Had a great talk tonight with our Temple's rabbi.
...and I wanted to say a lot about it, but apparently it's one of those that had too deeply personal an impact for me to process and share right away. That or I'm stalling.
I asked her opinion of some of the independent rabbinic schools, and her answers led us into a very open, frank discussion about the education, job, and life of a rabbi, and I completely got it. She made me realize my doubts aren't necessarily problematic, and to some extent they will never really go away.
One of the questions we discussed was why does everyone that feels drawn to Jewish life & work feel that becoming a rabbi is the only way to express it? Would it be possible to get the same benefit, spiritual/intellectual development, and community involvement by, hypothetically, being director of a JCC and taking lots of night classes?
Well, frankly, yes. That's a large part of the problem.
But having her ask me this made me do something I haven't done much recently; I had to argue my case for wanting to be a rabbi instead of taking this other path. And that forced me to refine a couple things in my mind to the point I could express them as arguments..
Basically, a large part of it is a matter of direction and perspective. I wouldn't become a rabbi so that I could be that JCC director, but if I became a rabbi and then took a job as JCC director that would be fine. Small difference, but important one.
Also, I want the link to Jewish communal life to extend beyond my current job. When I was bouncing around the non-profit world in a previous life, I felt at times like a mercenary. I will care deeply and passionately about whatever cause I am paid to believe in. What'cha got, heart disease? Great; let's go fundraise for that.

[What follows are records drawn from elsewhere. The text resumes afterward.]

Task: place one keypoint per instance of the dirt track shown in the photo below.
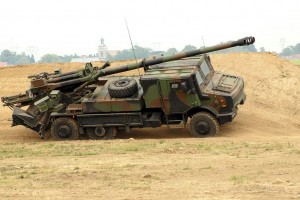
(255, 157)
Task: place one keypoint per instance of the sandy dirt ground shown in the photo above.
(255, 157)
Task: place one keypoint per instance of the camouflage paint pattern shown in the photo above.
(173, 90)
(100, 100)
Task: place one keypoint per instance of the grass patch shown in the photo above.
(91, 148)
(295, 62)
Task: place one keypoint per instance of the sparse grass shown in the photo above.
(83, 148)
(295, 62)
(238, 179)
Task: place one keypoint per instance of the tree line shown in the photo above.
(140, 52)
(12, 58)
(291, 50)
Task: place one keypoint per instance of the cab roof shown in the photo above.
(172, 70)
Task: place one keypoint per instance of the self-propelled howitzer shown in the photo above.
(173, 91)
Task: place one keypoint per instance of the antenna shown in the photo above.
(131, 43)
(203, 42)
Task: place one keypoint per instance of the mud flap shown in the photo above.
(21, 117)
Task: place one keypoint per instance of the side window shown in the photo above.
(199, 78)
(205, 68)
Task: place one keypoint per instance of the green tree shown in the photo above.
(50, 58)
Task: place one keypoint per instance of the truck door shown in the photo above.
(177, 96)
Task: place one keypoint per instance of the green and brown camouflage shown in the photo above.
(172, 90)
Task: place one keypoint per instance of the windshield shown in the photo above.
(205, 69)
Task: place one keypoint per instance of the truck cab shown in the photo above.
(185, 87)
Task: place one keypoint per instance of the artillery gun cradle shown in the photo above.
(88, 101)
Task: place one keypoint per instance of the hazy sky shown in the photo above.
(68, 27)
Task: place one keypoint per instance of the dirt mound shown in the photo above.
(272, 86)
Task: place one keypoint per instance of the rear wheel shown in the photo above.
(64, 129)
(122, 88)
(102, 133)
(204, 124)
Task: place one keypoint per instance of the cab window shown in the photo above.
(205, 69)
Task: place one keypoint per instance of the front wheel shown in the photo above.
(64, 129)
(102, 133)
(204, 124)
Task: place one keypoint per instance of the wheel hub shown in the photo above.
(122, 83)
(202, 128)
(100, 131)
(64, 131)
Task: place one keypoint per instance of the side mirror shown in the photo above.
(185, 87)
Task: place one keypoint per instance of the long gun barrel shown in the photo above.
(78, 82)
(146, 63)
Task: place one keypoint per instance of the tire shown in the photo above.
(101, 133)
(122, 88)
(204, 124)
(64, 129)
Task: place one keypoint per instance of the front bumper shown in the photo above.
(228, 117)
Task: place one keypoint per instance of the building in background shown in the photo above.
(102, 54)
(3, 64)
(102, 51)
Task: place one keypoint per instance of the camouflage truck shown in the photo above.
(179, 89)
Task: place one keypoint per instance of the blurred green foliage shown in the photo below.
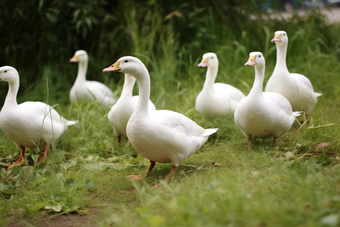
(35, 34)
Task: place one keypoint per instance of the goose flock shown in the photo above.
(162, 135)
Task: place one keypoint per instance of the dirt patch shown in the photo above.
(71, 220)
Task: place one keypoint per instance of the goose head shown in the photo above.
(79, 56)
(210, 60)
(280, 37)
(9, 74)
(256, 59)
(128, 65)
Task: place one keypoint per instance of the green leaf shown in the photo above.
(89, 184)
(70, 181)
(17, 169)
(330, 220)
(155, 220)
(57, 207)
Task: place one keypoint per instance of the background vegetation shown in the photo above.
(293, 184)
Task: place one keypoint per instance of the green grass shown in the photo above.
(289, 185)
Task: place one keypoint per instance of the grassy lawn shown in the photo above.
(84, 181)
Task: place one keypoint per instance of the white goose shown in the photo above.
(295, 87)
(216, 99)
(263, 114)
(85, 90)
(30, 124)
(121, 111)
(160, 135)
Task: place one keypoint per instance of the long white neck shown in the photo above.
(256, 90)
(281, 52)
(82, 67)
(11, 98)
(129, 82)
(143, 80)
(210, 79)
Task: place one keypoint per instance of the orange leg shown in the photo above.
(118, 140)
(20, 160)
(138, 177)
(173, 170)
(43, 154)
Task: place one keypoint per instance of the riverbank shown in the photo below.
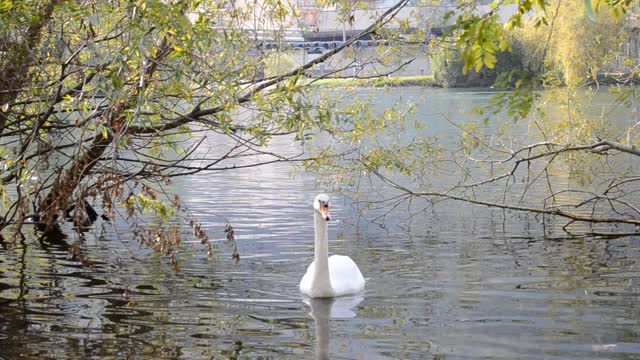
(399, 81)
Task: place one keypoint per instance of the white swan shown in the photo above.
(328, 276)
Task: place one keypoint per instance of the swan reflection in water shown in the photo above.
(324, 309)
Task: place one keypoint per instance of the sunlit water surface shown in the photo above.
(459, 282)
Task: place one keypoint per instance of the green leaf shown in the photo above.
(588, 8)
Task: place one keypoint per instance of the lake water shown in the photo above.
(459, 282)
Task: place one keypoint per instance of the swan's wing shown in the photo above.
(346, 278)
(305, 283)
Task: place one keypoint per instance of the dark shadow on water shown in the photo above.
(323, 310)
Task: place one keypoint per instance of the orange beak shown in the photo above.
(324, 211)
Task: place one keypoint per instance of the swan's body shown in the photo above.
(329, 276)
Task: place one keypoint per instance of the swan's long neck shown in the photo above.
(321, 280)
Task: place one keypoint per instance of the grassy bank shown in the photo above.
(418, 80)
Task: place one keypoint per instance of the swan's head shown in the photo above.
(321, 205)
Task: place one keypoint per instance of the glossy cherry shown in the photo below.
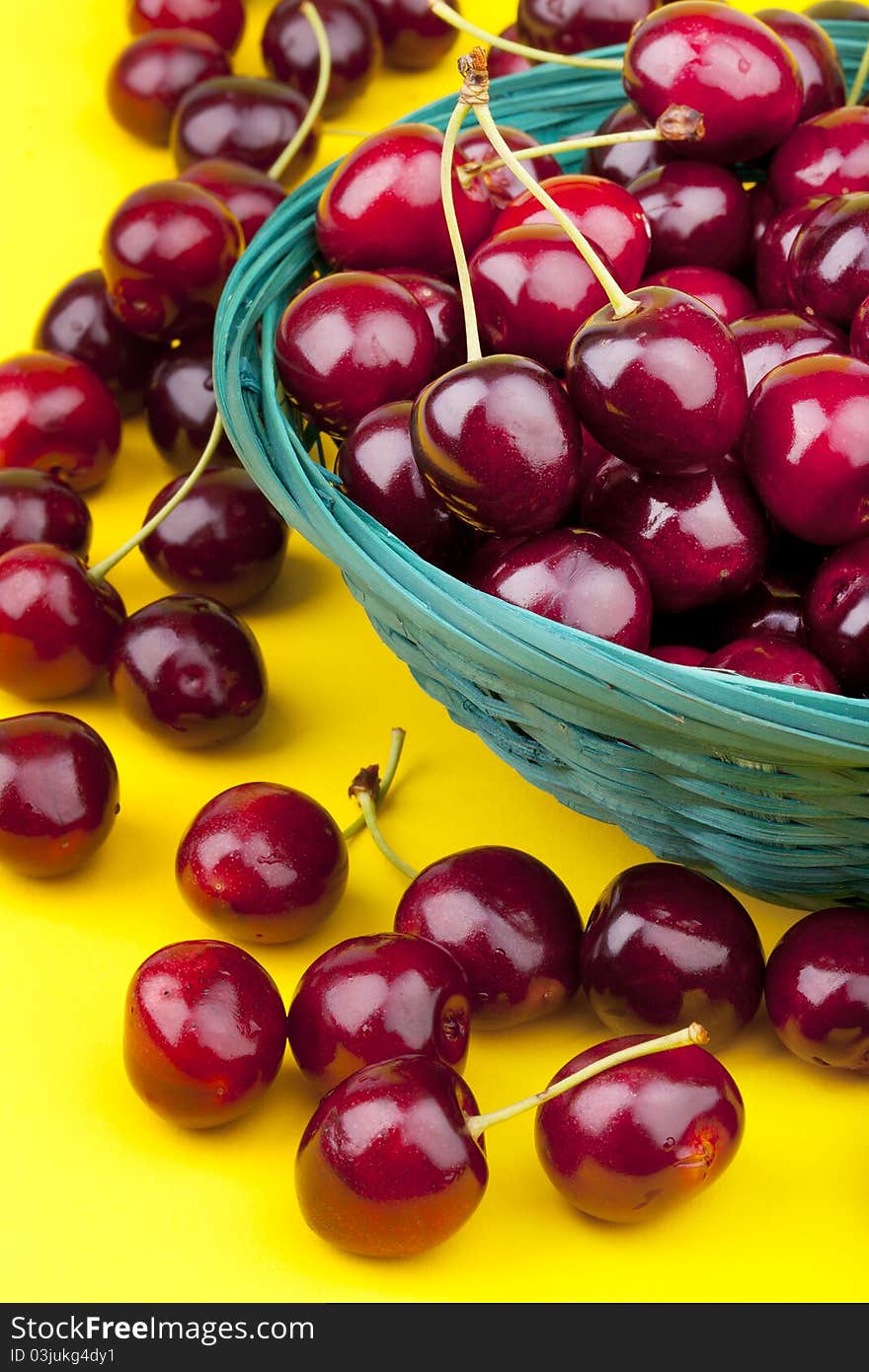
(666, 945)
(203, 1031)
(56, 416)
(640, 1138)
(817, 988)
(189, 671)
(375, 998)
(352, 342)
(382, 204)
(263, 864)
(509, 921)
(36, 507)
(166, 254)
(58, 794)
(80, 323)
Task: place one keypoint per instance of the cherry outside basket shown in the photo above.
(765, 787)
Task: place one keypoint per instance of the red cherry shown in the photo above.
(375, 998)
(58, 794)
(58, 418)
(203, 1031)
(263, 864)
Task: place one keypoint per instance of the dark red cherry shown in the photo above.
(166, 254)
(414, 38)
(382, 206)
(777, 660)
(724, 294)
(58, 794)
(837, 615)
(58, 626)
(509, 921)
(153, 73)
(812, 474)
(80, 323)
(700, 537)
(816, 55)
(352, 342)
(203, 1031)
(221, 20)
(291, 55)
(379, 472)
(666, 945)
(605, 213)
(224, 539)
(641, 1138)
(36, 507)
(500, 445)
(263, 864)
(243, 119)
(250, 195)
(699, 215)
(375, 998)
(533, 291)
(728, 65)
(827, 155)
(581, 579)
(664, 389)
(769, 338)
(187, 670)
(386, 1167)
(56, 416)
(817, 988)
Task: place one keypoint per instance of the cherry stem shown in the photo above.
(695, 1033)
(521, 49)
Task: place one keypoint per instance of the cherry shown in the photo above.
(700, 537)
(189, 671)
(837, 615)
(817, 988)
(581, 579)
(80, 323)
(728, 65)
(58, 794)
(249, 195)
(224, 539)
(166, 254)
(699, 214)
(58, 626)
(664, 942)
(816, 55)
(151, 74)
(382, 206)
(375, 998)
(378, 471)
(533, 291)
(509, 921)
(35, 507)
(777, 660)
(724, 294)
(352, 342)
(813, 477)
(203, 1031)
(221, 20)
(662, 387)
(291, 55)
(640, 1138)
(245, 119)
(56, 416)
(263, 862)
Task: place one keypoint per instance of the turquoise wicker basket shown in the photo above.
(763, 787)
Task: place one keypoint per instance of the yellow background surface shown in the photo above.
(103, 1200)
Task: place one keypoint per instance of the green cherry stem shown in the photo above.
(695, 1033)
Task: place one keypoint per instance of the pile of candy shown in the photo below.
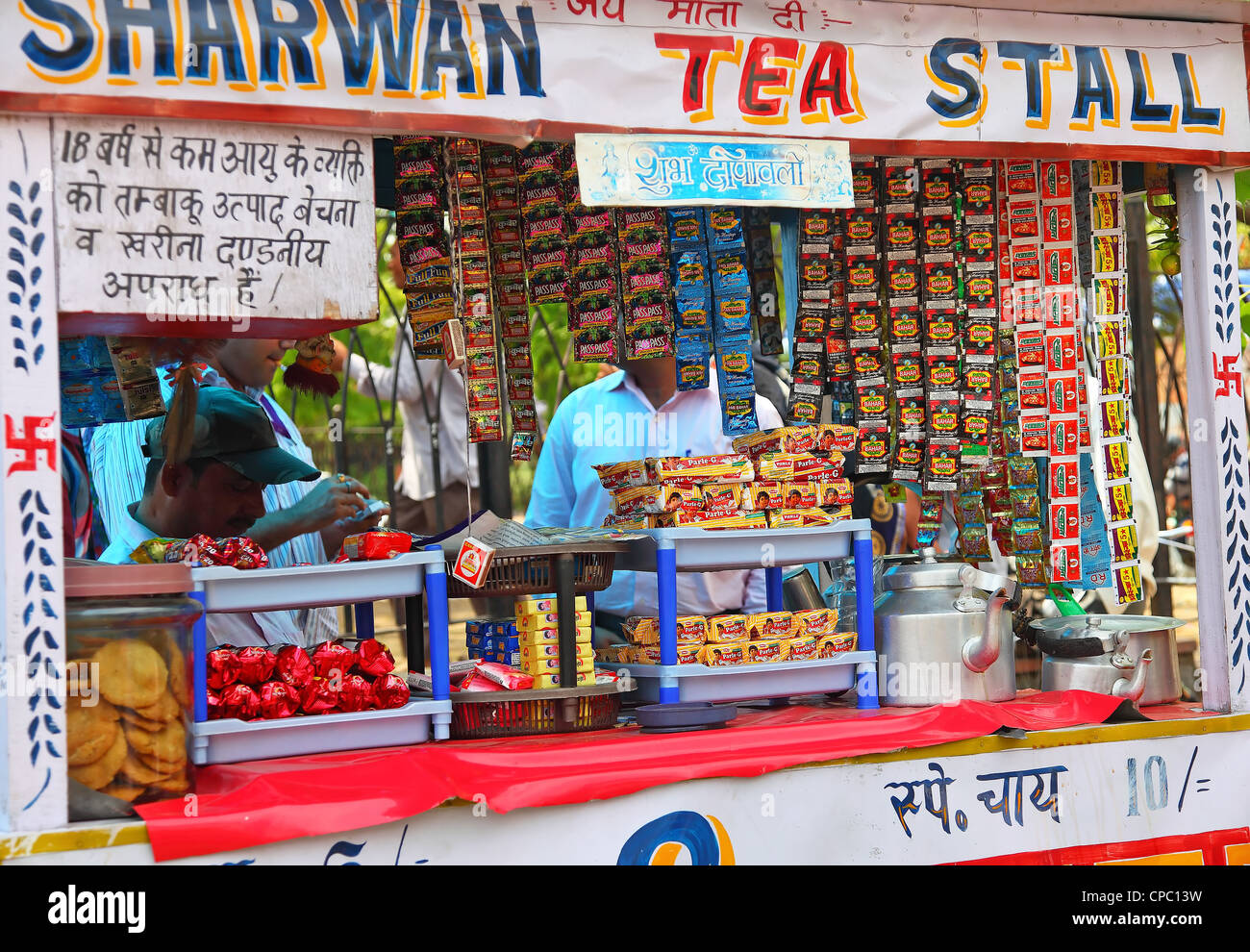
(237, 552)
(261, 684)
(782, 479)
(737, 639)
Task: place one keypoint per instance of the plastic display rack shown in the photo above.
(667, 551)
(565, 568)
(408, 577)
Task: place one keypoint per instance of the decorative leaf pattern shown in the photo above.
(1233, 454)
(23, 276)
(38, 611)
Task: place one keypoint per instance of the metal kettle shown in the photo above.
(944, 634)
(1090, 658)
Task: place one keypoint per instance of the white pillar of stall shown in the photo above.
(32, 585)
(1219, 456)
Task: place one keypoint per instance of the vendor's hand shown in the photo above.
(329, 501)
(340, 356)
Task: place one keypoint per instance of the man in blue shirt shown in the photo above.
(304, 522)
(216, 491)
(629, 414)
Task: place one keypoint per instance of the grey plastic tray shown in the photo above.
(716, 549)
(745, 683)
(230, 741)
(311, 585)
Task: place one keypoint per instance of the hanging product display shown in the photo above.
(473, 292)
(508, 290)
(107, 380)
(1111, 316)
(424, 246)
(763, 283)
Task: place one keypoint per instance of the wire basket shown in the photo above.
(517, 714)
(536, 575)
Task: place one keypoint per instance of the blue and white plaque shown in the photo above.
(707, 170)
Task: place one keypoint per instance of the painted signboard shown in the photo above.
(708, 170)
(203, 229)
(955, 78)
(925, 810)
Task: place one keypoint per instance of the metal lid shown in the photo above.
(1096, 626)
(925, 573)
(94, 580)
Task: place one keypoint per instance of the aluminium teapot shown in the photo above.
(944, 634)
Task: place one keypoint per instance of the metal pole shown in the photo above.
(866, 686)
(567, 618)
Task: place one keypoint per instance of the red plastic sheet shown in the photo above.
(244, 805)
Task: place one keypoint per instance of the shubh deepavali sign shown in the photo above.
(665, 170)
(867, 71)
(200, 229)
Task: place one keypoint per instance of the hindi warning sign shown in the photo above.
(211, 230)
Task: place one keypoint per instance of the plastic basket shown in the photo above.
(536, 575)
(517, 714)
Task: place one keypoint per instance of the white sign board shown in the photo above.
(928, 810)
(204, 229)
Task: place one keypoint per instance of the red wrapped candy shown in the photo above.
(221, 667)
(330, 658)
(240, 701)
(355, 693)
(242, 552)
(376, 543)
(255, 664)
(237, 552)
(278, 700)
(390, 691)
(319, 696)
(374, 659)
(294, 666)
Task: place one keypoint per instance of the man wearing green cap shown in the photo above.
(216, 491)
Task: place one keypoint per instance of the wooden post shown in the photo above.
(1141, 310)
(1217, 447)
(33, 643)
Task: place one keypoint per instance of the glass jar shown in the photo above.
(128, 705)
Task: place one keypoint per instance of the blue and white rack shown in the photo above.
(359, 584)
(667, 551)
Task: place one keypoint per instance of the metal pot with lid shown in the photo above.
(944, 634)
(1130, 656)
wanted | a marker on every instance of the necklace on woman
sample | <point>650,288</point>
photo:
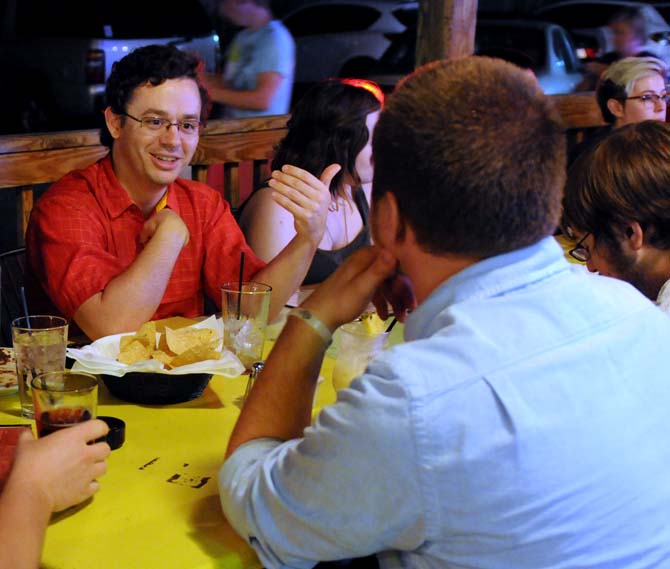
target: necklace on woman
<point>335,209</point>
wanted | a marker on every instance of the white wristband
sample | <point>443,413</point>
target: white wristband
<point>319,327</point>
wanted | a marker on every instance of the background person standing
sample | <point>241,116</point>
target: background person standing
<point>258,75</point>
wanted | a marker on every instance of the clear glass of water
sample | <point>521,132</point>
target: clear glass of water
<point>356,349</point>
<point>39,346</point>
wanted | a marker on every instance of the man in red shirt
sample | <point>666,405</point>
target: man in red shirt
<point>126,240</point>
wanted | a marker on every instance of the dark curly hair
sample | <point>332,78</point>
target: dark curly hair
<point>327,126</point>
<point>154,64</point>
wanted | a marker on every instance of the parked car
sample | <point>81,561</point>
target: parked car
<point>338,38</point>
<point>56,56</point>
<point>543,47</point>
<point>587,24</point>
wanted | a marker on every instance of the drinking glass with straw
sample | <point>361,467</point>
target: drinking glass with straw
<point>39,346</point>
<point>245,306</point>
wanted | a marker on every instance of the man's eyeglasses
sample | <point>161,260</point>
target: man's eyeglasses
<point>580,251</point>
<point>186,126</point>
<point>652,98</point>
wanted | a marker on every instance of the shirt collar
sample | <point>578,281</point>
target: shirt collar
<point>487,278</point>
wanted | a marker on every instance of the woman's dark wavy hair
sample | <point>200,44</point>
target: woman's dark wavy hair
<point>327,126</point>
<point>151,64</point>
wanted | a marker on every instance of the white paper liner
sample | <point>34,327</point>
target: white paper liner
<point>100,357</point>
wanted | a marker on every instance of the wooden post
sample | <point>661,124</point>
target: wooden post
<point>446,29</point>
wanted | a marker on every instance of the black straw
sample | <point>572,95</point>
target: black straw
<point>25,307</point>
<point>239,289</point>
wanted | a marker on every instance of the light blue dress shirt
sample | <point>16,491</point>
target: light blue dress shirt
<point>525,423</point>
<point>267,49</point>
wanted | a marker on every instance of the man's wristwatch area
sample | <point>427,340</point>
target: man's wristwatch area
<point>319,327</point>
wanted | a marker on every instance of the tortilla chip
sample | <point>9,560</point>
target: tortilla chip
<point>162,356</point>
<point>134,352</point>
<point>179,341</point>
<point>198,353</point>
<point>147,334</point>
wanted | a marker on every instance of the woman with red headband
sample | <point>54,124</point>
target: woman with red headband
<point>332,123</point>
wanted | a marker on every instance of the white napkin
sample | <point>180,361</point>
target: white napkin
<point>100,357</point>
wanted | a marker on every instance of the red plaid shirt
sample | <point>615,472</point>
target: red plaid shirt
<point>84,232</point>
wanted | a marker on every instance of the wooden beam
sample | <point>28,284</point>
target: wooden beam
<point>446,29</point>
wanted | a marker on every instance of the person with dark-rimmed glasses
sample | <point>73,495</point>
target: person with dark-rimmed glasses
<point>127,239</point>
<point>631,90</point>
<point>616,208</point>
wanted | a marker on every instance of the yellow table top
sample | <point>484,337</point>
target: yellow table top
<point>158,506</point>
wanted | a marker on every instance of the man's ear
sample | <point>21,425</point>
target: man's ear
<point>615,107</point>
<point>113,122</point>
<point>387,224</point>
<point>635,235</point>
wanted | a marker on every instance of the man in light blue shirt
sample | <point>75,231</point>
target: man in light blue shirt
<point>524,422</point>
<point>260,62</point>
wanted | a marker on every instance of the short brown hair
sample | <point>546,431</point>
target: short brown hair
<point>625,178</point>
<point>474,153</point>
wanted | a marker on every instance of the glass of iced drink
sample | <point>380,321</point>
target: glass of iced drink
<point>62,399</point>
<point>358,345</point>
<point>39,346</point>
<point>244,309</point>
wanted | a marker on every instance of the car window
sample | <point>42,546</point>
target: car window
<point>121,19</point>
<point>523,46</point>
<point>583,15</point>
<point>564,56</point>
<point>331,19</point>
<point>409,17</point>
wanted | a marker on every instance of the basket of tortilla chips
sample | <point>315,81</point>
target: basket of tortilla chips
<point>159,365</point>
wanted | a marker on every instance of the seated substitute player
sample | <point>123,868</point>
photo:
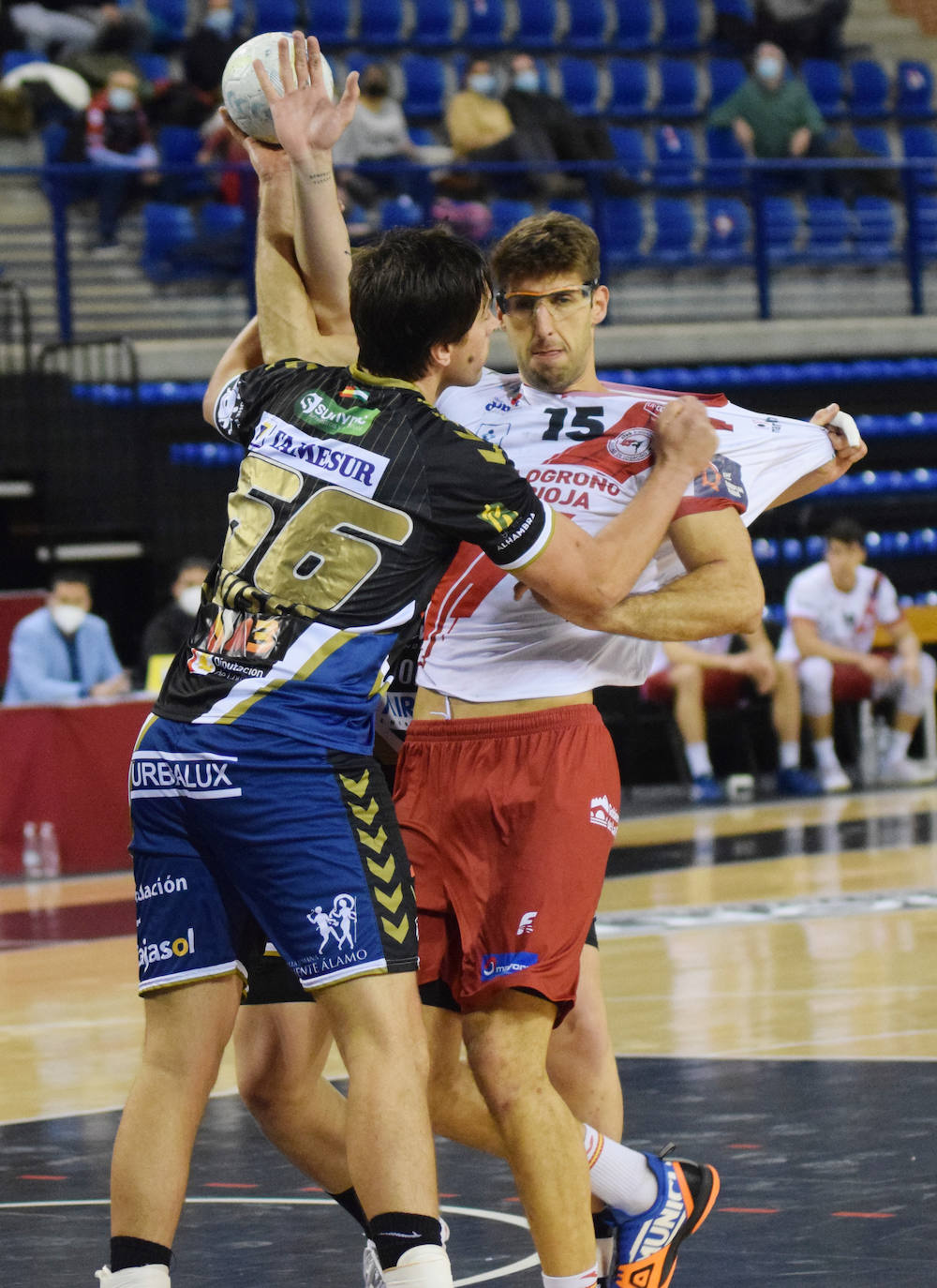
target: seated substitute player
<point>694,677</point>
<point>254,778</point>
<point>676,1193</point>
<point>833,609</point>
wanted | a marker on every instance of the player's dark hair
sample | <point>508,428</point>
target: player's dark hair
<point>413,289</point>
<point>847,531</point>
<point>72,574</point>
<point>546,247</point>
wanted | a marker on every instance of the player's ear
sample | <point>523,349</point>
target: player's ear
<point>600,304</point>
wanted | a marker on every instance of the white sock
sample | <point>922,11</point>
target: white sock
<point>587,1280</point>
<point>134,1277</point>
<point>698,758</point>
<point>825,754</point>
<point>791,755</point>
<point>898,747</point>
<point>426,1266</point>
<point>619,1176</point>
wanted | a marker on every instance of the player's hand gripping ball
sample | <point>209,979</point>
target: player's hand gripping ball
<point>241,89</point>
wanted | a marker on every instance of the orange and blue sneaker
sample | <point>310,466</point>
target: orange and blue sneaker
<point>645,1246</point>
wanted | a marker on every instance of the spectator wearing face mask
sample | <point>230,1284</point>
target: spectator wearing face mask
<point>171,627</point>
<point>62,651</point>
<point>378,133</point>
<point>482,130</point>
<point>565,135</point>
<point>772,114</point>
<point>117,141</point>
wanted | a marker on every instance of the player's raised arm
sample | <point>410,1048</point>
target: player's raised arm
<point>307,124</point>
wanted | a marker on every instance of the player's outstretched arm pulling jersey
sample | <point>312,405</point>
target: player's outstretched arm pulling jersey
<point>350,502</point>
<point>587,455</point>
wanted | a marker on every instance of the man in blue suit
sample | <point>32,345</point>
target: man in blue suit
<point>62,651</point>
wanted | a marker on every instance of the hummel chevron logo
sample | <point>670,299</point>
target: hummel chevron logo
<point>357,788</point>
<point>382,871</point>
<point>398,933</point>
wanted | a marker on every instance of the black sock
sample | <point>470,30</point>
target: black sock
<point>126,1252</point>
<point>353,1206</point>
<point>395,1233</point>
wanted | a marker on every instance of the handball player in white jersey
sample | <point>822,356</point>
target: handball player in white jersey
<point>523,701</point>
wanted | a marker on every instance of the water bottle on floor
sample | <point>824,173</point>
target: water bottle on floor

Last week it was starvation in Afghanistan, and next week it'll be adopted children with developmental difficulties, but for now I completely and truly care about heart disease. It started feeling shallow and false, and completely at odds with the reasons I got into non-profit work. Being a rabbi is, first of all, for me. More than that, it represents the link, the common thread in my life. I may work with a congregation, or a summer camp, or a JCC, but as I move between those worlds I will still be a rabbi.
I don't know if I explained that well, it's gotten late and I've had a long day, but that's the evening's epiphany.